NASA’s programme to land a woman on moon has liftoff

NASA launches Artemis I Mega Rocket Orion


NASA’s Artemis programme has liftoff after it successfully launched mega rocket, Orion to the Moon.

The Artemis 1 Space Launch System (SLS) took off from the Kennedy Space Center in Florida at 6.47am on 16 November, sending the uncrewed Orion capsule, powered by the European service module that includes Orion’s engines, towards the Moon.

The successful launch marks the beginning of the NASA-led Artemis programme, which the UK is part of through the European Space Agency (ESA) Human and Robotic Exploration Programme, and which will eventually see humans return to the Moon.

Through Artemis missions, NASA will land the first woman and the first person of colour on the surface of the Moon, paving the way for a long-term lunar presence and serving as a steppingstone for astronauts on the way to Mars.

NASA plans to send the first crewed Artemis mission into space in 2024 and expects the first Artemis astronauts to land on the lunar surface in 2025.

After reaching its initial orbit, Orion deployed its solar arrays and engineers began performing checkouts of the spacecraft’s systems. About 1.5 hours into flight, the rocket’s upper stage engine successfully fired for approximately 18 minutes to give Orion the big push needed to send it out of Earth orbit and toward the Moon.  

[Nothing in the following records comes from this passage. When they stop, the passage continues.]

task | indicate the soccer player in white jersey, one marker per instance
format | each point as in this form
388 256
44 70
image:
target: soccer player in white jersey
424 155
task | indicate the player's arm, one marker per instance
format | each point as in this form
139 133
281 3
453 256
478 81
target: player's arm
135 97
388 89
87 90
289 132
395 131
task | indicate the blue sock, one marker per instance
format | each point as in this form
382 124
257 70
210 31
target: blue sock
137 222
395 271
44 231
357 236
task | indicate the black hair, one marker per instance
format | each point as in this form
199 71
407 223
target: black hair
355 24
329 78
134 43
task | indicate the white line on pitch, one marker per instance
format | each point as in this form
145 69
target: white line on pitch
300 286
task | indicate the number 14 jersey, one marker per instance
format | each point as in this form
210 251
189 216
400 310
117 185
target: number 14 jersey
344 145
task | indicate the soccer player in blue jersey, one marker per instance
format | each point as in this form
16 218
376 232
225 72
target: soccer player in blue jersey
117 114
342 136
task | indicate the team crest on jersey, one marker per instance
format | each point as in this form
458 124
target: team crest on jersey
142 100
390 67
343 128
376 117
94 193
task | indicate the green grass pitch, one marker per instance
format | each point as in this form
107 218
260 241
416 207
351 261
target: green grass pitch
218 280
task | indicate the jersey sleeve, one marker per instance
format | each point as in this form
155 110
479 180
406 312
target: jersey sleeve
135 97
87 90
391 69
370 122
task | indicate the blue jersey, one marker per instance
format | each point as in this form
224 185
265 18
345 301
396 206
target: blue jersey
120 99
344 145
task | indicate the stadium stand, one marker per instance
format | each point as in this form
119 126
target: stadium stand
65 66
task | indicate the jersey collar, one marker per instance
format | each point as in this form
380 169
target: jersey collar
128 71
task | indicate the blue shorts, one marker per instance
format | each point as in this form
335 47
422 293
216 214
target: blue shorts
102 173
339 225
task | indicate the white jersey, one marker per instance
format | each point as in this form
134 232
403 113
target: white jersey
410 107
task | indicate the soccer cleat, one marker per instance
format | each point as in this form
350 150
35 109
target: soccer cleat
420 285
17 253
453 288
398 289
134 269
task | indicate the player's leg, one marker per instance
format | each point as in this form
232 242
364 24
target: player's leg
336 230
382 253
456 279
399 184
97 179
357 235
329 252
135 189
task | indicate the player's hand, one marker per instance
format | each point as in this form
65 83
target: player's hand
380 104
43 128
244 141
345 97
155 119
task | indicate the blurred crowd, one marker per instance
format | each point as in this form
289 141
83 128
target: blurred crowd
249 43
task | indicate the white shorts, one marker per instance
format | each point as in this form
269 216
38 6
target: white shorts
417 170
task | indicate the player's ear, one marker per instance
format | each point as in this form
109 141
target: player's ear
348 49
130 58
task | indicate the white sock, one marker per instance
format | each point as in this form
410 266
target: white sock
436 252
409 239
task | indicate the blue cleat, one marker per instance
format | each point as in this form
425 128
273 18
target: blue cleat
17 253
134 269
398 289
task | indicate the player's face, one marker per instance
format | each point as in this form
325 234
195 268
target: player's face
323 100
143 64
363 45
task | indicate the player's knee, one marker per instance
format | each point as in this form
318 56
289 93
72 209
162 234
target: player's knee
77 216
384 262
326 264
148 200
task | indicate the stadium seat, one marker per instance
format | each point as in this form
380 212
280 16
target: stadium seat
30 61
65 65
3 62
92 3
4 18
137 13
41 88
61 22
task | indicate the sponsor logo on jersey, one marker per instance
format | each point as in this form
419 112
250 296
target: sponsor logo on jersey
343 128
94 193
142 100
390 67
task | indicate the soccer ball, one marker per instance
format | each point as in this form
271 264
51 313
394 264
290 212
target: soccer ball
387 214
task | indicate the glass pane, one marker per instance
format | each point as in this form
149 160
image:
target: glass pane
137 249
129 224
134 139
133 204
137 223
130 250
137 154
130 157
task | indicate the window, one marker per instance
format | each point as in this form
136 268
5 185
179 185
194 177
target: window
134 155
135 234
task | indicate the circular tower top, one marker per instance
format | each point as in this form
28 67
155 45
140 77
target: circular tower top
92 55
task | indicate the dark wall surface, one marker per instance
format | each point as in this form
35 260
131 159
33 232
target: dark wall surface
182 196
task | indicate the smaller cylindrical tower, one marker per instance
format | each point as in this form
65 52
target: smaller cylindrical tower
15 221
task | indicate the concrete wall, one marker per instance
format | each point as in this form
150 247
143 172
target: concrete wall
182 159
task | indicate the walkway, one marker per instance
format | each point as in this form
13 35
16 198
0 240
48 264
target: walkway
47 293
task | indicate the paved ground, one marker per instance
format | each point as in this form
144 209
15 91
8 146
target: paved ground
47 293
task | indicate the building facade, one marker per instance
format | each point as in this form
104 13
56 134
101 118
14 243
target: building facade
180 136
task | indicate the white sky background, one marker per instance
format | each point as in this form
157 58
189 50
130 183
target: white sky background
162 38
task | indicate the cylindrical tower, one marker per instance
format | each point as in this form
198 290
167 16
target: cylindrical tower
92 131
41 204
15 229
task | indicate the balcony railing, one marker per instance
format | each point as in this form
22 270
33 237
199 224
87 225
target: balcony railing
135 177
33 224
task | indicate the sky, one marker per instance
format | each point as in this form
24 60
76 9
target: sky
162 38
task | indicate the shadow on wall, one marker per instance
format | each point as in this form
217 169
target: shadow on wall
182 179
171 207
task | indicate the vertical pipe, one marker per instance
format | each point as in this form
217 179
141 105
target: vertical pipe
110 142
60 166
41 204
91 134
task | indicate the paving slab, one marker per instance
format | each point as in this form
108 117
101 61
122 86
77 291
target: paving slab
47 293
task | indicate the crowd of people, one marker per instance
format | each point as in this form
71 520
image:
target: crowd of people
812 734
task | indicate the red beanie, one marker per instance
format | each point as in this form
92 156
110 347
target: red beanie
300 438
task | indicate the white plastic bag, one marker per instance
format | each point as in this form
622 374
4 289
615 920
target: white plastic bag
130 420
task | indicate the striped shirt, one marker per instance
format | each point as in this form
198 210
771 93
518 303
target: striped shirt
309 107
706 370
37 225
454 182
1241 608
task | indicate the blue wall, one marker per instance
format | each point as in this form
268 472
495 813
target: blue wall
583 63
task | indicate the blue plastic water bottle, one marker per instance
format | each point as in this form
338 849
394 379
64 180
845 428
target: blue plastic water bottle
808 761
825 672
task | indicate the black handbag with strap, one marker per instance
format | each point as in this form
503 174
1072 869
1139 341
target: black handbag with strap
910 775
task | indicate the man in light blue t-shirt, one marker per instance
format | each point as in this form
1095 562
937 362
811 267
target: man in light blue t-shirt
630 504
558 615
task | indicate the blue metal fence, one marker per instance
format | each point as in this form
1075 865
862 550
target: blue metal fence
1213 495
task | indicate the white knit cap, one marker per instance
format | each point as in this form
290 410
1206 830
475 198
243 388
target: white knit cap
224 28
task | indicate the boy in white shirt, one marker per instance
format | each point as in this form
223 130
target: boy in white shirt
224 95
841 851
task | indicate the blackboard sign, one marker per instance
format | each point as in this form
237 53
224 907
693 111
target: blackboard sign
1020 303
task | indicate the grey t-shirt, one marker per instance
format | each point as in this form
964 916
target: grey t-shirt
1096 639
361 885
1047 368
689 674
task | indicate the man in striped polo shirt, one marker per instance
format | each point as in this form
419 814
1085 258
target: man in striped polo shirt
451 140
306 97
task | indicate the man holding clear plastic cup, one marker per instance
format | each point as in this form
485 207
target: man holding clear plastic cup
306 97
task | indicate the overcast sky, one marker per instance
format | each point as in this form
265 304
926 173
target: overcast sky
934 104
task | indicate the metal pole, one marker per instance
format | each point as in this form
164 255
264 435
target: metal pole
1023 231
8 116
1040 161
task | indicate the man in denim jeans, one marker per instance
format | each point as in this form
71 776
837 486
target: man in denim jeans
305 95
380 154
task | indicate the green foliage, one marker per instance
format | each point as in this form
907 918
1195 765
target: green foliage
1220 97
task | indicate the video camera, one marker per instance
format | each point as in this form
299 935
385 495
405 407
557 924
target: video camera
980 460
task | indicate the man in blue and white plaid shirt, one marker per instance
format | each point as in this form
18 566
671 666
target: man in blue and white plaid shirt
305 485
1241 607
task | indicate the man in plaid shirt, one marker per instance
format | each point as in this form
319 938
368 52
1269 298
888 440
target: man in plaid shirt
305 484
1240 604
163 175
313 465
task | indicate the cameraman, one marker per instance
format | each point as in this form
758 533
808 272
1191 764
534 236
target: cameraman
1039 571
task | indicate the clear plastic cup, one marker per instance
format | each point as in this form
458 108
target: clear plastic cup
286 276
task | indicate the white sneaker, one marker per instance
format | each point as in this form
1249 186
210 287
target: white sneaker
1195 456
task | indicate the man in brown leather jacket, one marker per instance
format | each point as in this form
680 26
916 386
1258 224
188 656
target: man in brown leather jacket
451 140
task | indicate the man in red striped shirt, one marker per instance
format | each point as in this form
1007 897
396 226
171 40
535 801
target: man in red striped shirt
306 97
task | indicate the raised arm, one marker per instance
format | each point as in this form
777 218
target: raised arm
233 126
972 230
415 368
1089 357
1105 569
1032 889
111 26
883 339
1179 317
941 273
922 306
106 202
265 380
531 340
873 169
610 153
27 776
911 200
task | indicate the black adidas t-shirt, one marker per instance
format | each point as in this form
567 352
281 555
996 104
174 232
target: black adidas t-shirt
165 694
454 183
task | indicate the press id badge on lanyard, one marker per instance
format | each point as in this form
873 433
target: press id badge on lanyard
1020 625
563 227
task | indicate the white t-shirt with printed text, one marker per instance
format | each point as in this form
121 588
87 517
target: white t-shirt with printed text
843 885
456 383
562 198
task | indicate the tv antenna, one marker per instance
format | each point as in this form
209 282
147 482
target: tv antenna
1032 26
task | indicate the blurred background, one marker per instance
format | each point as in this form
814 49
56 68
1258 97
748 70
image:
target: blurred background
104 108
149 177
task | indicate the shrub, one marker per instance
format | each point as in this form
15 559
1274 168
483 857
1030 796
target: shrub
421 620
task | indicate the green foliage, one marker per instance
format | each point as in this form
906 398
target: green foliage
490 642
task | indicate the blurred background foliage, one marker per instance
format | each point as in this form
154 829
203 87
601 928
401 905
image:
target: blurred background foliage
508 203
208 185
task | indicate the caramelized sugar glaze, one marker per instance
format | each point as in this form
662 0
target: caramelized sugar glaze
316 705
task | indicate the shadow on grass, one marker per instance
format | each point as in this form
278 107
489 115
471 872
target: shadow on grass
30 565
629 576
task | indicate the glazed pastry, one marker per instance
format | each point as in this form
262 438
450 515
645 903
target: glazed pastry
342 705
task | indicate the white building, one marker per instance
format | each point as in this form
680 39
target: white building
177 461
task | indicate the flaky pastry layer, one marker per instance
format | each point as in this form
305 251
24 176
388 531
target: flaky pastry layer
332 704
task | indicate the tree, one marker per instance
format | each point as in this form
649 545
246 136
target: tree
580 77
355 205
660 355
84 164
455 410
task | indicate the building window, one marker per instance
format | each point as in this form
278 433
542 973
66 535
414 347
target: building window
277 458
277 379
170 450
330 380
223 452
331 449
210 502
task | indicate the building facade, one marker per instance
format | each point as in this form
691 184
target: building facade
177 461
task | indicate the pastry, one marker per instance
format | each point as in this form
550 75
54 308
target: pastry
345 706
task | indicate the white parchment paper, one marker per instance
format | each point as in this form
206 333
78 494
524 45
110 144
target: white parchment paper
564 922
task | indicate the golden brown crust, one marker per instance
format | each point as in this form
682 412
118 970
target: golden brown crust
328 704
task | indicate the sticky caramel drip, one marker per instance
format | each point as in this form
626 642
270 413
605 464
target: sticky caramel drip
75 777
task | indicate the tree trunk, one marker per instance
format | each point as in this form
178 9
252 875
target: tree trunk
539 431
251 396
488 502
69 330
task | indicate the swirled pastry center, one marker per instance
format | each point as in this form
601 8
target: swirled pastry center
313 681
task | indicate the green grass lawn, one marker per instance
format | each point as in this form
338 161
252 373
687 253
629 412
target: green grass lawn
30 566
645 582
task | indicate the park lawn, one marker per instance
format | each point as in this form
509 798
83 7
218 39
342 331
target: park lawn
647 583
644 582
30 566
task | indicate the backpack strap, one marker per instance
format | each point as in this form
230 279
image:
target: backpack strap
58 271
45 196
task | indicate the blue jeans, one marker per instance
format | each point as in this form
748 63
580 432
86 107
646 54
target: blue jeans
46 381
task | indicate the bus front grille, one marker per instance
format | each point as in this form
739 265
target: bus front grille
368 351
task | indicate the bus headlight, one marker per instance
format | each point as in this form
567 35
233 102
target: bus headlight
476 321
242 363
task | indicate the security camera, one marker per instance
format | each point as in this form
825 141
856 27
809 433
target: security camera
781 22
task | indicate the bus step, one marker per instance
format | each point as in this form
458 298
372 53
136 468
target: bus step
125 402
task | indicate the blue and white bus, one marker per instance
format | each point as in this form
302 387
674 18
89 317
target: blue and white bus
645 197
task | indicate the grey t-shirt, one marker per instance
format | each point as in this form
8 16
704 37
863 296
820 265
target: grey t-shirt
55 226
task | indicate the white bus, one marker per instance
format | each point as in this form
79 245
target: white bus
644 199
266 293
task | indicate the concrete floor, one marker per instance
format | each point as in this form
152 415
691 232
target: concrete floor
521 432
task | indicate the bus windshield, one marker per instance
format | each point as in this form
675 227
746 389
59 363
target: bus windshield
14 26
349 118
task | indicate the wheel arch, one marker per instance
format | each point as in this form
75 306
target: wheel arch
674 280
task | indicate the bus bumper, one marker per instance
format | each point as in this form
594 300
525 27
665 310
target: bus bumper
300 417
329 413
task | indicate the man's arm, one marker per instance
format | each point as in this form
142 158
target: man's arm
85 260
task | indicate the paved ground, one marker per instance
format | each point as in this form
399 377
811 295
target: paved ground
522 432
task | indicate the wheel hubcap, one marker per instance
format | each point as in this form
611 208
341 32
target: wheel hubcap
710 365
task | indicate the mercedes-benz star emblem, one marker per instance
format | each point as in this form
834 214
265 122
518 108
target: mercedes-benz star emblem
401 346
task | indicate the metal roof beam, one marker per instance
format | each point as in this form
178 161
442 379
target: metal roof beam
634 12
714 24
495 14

Orion has separated from its upper stage and is on its outbound coast to the Moon powered by its service module, which is the propulsive powerhouse provided by ESA (European Space Agency) through an international collaboration.

Libby Jackson, Head of Space Exploration at the UK Space Agency, said, “The launch of the Artemis 1 mission is a hugely significant moment for the global space community, paving the way for humanity to return to the Moon in the coming years.”

“We are proud to be a part of ESA, which is contributing to this mission with the Orion service module, and we look forward to seeing direct UK involvement in the Lunar Gateway, currently in development through ESA’s exploration programme.”

“It’s also exciting to see this mission being tracked in the UK from Goonhilly Earth Station in Cornwall, marking a major step for our capacity to offer commercial lunar communications from the UK.”

“The Artemis programme marks the next chapter of human space exploration, and we look forward to continued involvement as it comes to life.”